The process of restructuring a loan facility opens the door to significant litigation and regulatory exposure for lenders.
Typically, once a borrower defaults on its loan facility, a restructuring unfolds on two tracks. The borrower and agent for the loan syndicate work to renegotiate terms of the underlying loan. At the same time, the agent for the loan syndicate and its counsel, on the one hand, and members of the loan syndicate, on the other hand, hold separate discussions that focus not only on confidential information provided by the borrower about its business and financial operations, but also on the lender group's legal options including litigation, foreclosure and bankruptcy. Given the sensitive nature of these lender group discussions — and the potential for regulatory liability — these communications must be carefully managed.
Conventional wisdom holds that discussions between members of the loan syndicate are protected from disclosure by the "common interest" privilege, a legal doctrine based on the attorney-client privilege that protects communications when there is an "ongoing common enterprise." In essence, the common-interest privilege expands the attorney-client privilege to protect communications with nonclients who have an expectation of confidentiality because they share common problems or issues in pending or threatened civil litigation, so long as the nature of their legal interests is identical.
A recent case, HSH Nordbank AG New York Branch v. Swerdlow, illustrates the importance of managing risks inherent in these multiparty negotiations. The court ruled that discussions between loan syndicate members were protected by the common-interest privilege, even when counsel for the agent bank communicated directly with nonparty lenders and not through their legal counsel.

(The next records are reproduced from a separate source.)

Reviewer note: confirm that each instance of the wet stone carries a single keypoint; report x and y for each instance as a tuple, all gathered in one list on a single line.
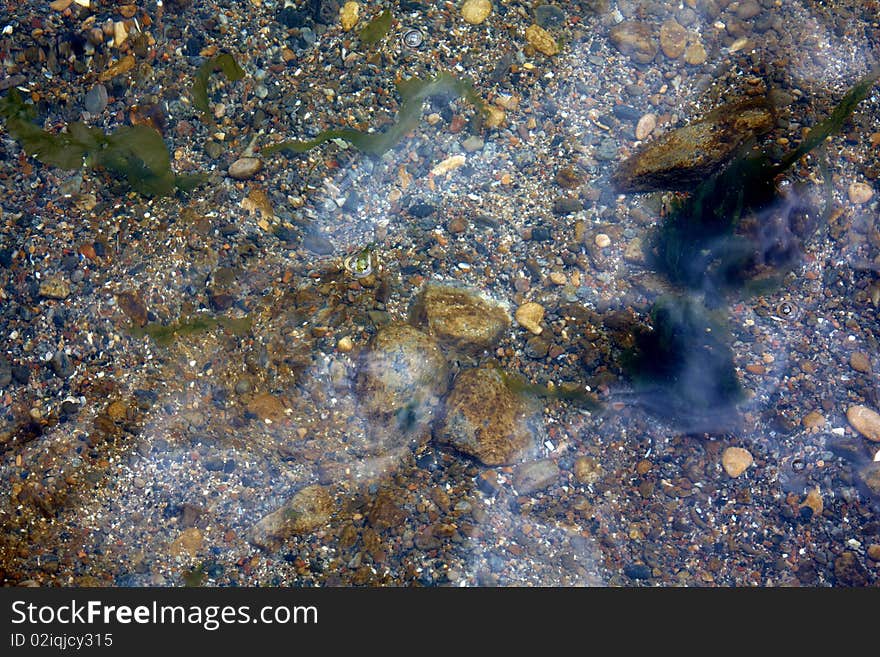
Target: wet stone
[(533, 476), (635, 39), (55, 287), (484, 418), (309, 509), (864, 420), (402, 372), (96, 99), (245, 168), (460, 318), (680, 159)]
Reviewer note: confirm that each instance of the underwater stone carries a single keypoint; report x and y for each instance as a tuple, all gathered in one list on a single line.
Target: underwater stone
[(245, 167), (485, 418), (460, 318), (864, 420), (403, 373), (634, 39), (309, 509), (680, 159)]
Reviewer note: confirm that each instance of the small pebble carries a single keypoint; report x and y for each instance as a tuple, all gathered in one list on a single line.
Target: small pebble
[(476, 11), (860, 362), (736, 460), (865, 421), (245, 168), (541, 40), (646, 126), (860, 193), (529, 316)]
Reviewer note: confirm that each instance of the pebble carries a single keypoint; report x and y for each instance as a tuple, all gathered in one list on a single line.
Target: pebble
[(473, 143), (484, 418), (541, 40), (635, 39), (864, 420), (646, 126), (461, 318), (736, 460), (813, 420), (587, 470), (529, 315), (349, 14), (189, 542), (245, 168), (476, 11), (695, 54), (860, 193), (673, 39), (535, 475), (96, 99), (309, 508), (860, 362), (55, 287), (403, 369)]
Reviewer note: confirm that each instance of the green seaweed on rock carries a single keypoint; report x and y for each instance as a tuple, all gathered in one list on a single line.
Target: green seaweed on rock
[(376, 29), (682, 366), (224, 63), (414, 92), (165, 334), (137, 154)]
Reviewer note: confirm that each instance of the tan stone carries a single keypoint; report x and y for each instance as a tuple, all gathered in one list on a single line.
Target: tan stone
[(476, 11), (529, 316), (541, 40), (865, 421), (349, 15), (736, 460)]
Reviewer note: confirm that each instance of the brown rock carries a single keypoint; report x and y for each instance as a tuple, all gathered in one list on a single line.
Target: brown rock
[(267, 406), (736, 460), (403, 374), (309, 509), (459, 318), (131, 304), (673, 39), (680, 159), (245, 167), (485, 419), (864, 420), (634, 39), (860, 361), (189, 542)]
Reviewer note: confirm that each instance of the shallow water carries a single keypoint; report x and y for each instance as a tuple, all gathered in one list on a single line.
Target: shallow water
[(170, 454)]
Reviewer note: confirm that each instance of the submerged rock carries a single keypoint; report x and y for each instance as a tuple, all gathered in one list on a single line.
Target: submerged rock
[(485, 418), (310, 508), (460, 318), (681, 159), (402, 375)]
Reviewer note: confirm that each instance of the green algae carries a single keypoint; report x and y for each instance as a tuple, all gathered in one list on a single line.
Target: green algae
[(376, 29), (137, 154), (414, 92), (224, 63), (700, 244), (166, 334)]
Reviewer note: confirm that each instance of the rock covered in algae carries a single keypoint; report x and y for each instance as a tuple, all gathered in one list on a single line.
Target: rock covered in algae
[(460, 318), (680, 159), (403, 373), (485, 419)]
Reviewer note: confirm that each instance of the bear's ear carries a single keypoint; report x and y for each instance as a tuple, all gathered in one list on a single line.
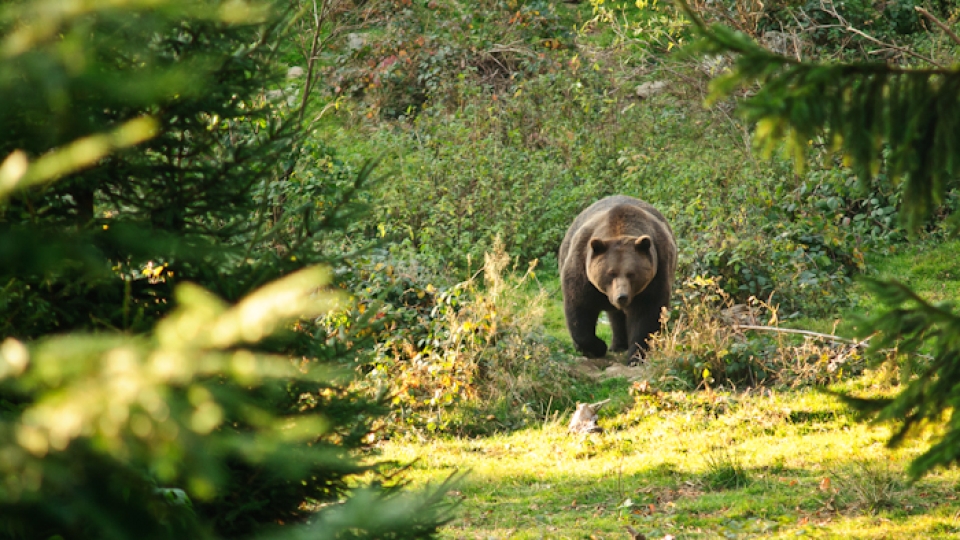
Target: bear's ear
[(598, 246), (643, 243)]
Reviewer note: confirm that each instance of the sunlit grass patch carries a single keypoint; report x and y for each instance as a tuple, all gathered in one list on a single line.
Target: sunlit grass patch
[(650, 471)]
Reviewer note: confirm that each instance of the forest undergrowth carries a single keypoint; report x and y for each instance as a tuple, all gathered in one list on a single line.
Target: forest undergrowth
[(502, 124)]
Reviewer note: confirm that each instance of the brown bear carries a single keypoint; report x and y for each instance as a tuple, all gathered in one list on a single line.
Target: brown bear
[(618, 256)]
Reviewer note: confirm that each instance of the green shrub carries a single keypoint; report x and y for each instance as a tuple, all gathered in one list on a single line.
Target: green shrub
[(452, 356)]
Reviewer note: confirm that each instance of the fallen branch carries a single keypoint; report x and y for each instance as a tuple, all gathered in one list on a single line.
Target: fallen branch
[(939, 23)]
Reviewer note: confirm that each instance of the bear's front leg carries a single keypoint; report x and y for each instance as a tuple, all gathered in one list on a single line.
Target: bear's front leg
[(582, 324), (618, 325)]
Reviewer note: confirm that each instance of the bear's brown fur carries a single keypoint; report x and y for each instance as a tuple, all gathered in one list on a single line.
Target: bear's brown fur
[(618, 256)]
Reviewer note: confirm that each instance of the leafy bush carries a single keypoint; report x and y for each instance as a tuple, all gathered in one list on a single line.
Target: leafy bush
[(452, 356), (702, 345), (424, 46)]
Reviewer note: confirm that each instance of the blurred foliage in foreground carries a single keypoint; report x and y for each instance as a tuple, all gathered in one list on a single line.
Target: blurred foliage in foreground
[(137, 174), (902, 120)]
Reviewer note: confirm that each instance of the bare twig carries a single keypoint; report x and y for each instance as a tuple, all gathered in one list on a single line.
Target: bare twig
[(903, 50), (831, 337), (939, 23), (827, 6), (319, 14)]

In reaching that conclusion, the court emphasized the following factors: First, the loan agreement identified the agent bank as the only party capable of enforcing rights upon a default and contemplated that agent's counsel would represent the interests of all various lenders. Second, the lender group entered into a written common-interest agreement, which supported the expectation that its communications would be confidential. Third, the lenders' communications focused on their legal rights, although there was overlapping discussion concerning the lenders' business interests.
In evaluating their ability to successfully invoke the common-interest privilege, lenders should consider whether there is a disparity in interests among members of the loan syndicate; determine the degree to which the information the group receives can be shared by members later added to the common-interest group, and whether this creates any potential conflicts; understand what effect the agreement will have on future investment or divestment of interests in the borrower, and determine if it is consistent with the lender's investment objectives; and decide on a clear termination point for obligations under the agreement.
In practice, most lenders and their counsel prefer to have an oral common-interest understanding to preserve the broadest flexibility and expectations of confidentiality, although lenders should weigh this flexibility against the clarity of a written agreement.
The confidential information provided to the lenders by the borrower also creates the potential for substantial regulatory exposure, and, in fact, is a dangerous double-edged sword. On the one hand, to perform diligence and evaluate the borrower's creditworthiness, lenders need access to nonpublic information about the borrower. This same information, if not properly managed, might also serve as the foundation for charges of insider trading or fraud. In managing such confidential information, lenders should understand the limitations and consequences created by all confidentiality arrangements in place with the borrower; provide direction to counsel about what information they want the attorney to obtain on their behalf; reconsider compliance procedures to guard against insider-trading exposure; and ensure an effective process is in place for all group conversations.